Türkiye ile yaşanan son krize gelecek olursak ABD bölgesel ve küresel siyasette hala güvenilir bir partner midir? Suriye meselesinde Türkiye’ye rağmen YPG ile başlayan ortaklık Suriye ile sınırlı kalmayıp Kürdistan referandumuna kadar uzamıştır. Terör unsurları ile uygulanan planların Türk askeri tarafından bozulması Fırat’ın batısında ABD’yi Türkiye’ye muhtaç ederken aynı zamnda da Türk dış politikasının bağımsız hamlelerle yatkınlığını arttırmıştır. Yukarıda da zikretmiş olduğum savunma sanayisi hamleleri ve Rus hava savunma sistemi ithalatı ise Türkiye’yi bölgesel değil bölgeler arası bir aktör olma yoluna sokmuştur. Peki tam da bu esnada dünyanın en kırılgan ekonomilerinden biri olan. Türk ekonomisi, çuvaldızı kendimizi batırmakta da fayda var, bir Protestan rahip için mi sarsıntıya maruz bırakılmaktadır? Elbette, ABD yönetiminde evanjelist etki söz konusudur elbette, İsrail’in daimi müttefikliği ve Doğu Akdeniz havzası politikaları bu minvalde şekillenmektedir lakin terörle en etkin mücadele edilen dönemde iç işleri bakanının, FETÖ’nün en büyük sızmayı gerçekleştirdiği adalet bakanlığında yeni sistemin kurulduğu sırada da adalet bakanının ABD yaptırımlarına maruz bırakılması ise manidardır.
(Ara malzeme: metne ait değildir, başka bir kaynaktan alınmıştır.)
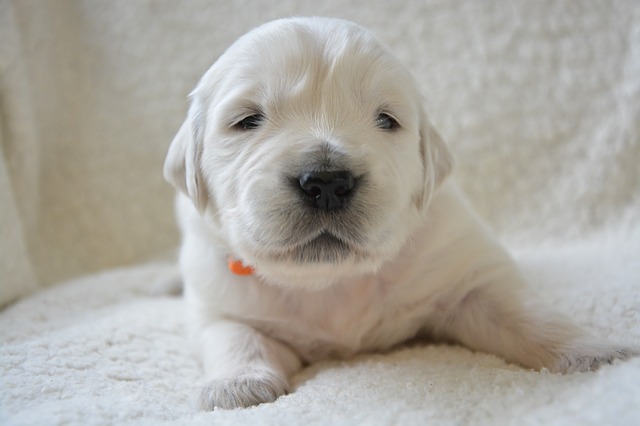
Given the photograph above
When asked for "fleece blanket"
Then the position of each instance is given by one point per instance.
(540, 102)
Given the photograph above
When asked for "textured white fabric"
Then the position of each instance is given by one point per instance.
(540, 101)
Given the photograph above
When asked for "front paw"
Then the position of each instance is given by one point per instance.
(589, 356)
(244, 390)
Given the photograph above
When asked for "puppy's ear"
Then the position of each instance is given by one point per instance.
(182, 165)
(437, 160)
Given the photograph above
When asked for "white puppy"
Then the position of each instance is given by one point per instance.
(308, 166)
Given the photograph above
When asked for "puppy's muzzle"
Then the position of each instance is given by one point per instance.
(329, 190)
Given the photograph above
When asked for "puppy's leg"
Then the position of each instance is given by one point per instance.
(242, 366)
(496, 319)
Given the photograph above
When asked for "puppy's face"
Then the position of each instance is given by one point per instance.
(307, 152)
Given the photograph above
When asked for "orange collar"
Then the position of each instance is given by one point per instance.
(237, 267)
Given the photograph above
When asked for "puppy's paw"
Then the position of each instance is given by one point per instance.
(244, 390)
(591, 355)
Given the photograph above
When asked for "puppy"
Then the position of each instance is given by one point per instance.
(317, 221)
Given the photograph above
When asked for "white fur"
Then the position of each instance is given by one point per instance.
(418, 263)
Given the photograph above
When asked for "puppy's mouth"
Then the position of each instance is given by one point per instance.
(325, 247)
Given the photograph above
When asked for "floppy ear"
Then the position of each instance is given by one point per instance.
(437, 160)
(182, 165)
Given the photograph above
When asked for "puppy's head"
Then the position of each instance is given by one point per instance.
(307, 151)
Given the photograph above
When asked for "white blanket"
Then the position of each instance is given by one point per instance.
(540, 102)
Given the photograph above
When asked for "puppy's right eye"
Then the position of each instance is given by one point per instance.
(249, 123)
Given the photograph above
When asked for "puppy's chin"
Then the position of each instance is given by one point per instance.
(316, 264)
(313, 276)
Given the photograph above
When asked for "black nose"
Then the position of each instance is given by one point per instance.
(327, 190)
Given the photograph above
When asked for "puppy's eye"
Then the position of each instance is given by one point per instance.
(386, 122)
(249, 123)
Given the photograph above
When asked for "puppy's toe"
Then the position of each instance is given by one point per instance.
(242, 391)
(590, 356)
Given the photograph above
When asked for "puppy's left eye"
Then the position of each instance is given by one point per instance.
(249, 123)
(385, 122)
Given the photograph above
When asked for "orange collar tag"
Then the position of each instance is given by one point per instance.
(237, 267)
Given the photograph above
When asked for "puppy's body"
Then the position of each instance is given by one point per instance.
(307, 155)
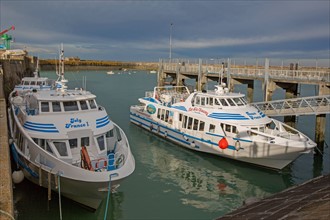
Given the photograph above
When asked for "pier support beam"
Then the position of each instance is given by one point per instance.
(320, 123)
(291, 91)
(268, 90)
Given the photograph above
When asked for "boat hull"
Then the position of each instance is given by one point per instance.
(270, 155)
(86, 187)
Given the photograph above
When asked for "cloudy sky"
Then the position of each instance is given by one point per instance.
(140, 30)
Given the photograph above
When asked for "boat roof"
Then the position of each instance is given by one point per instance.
(34, 79)
(221, 95)
(68, 95)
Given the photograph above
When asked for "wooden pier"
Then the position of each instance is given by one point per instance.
(6, 189)
(287, 77)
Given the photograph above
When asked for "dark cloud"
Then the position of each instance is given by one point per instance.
(139, 30)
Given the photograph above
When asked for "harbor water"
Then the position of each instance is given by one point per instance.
(170, 182)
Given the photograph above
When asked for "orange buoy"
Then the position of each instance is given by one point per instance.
(223, 143)
(86, 161)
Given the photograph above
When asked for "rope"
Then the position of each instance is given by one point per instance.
(7, 214)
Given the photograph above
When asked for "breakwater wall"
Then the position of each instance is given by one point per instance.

Brunson’un kılına bile zarar gelmemişken ve Türk yargısı tarafından ciddi suçlamalarla yargılanırken 1967’de İsrail tarafından batırılan ve 34 ABD askerinin ölümü ile 171’inin de yaralanmasına sebep olan USS Liberty gemisi bile daha az önemsenmiştir.
DAYATMALARI YIKMAK
Bu gelişmeler neticesinde ise Türkiye’nin yeni küresel yönetişim platformlarını değerlendirmede daha aktif bir tutum takınması öngörülebilir. Rusya ve Çin hattında yeni bir diplomasi anlayışının tesis edileceğinin sinyallerini almakla birlikte ihtilaflı konuların da bu kapsamda gündeme getirleceğine önümüzdeki günlerde şahit olacağa benziyoruz. İdlib meselesinden tutalım da Doğu Türkistan’daki Uygurlu kardeşlerimizin sorunları bu yeni yönetişim arayışlarında Türkiye’yi zorlayacak konuların başında gelmektedir. Öncelikli hedefi çatısı su akıtan değirmenden un çuvallarını çıkartmak olan Türkiye’nin hangi çuvalı sırtlanacağı ise daha sonraki önceliği olacaktır. BRICS gibi ekonomik yönü kuvvetli küresel sermayenin güvenle hareket edeceği oluşumlar ise Türkiye ekonomisi ABD baskısından kurtarmak için öncelikli rota olarak görülmektedir. Son olarak hali hazırdaki NATO üyeliğinin her krizde sorgulanması ise zaten elleri avucunda Türkiye’nin “güvenilir bir müttefik olmadığını” söyleyenlere verilecek en büyük kozlardan birisi olacaktır. NATO bizim olmazsa olmazımız değildir lakin adil bir dünya için masayı yıkan da hiç bir zaman Türk Dış Politikası olmayacaktır. Türk dışişleri bakanlığından gelen sinyallerde zaten bu doğrultudayken pakt dışına çıkmak yerine karşı güvenlik yaptırımlarının konuşulması daha makul görünmektedir.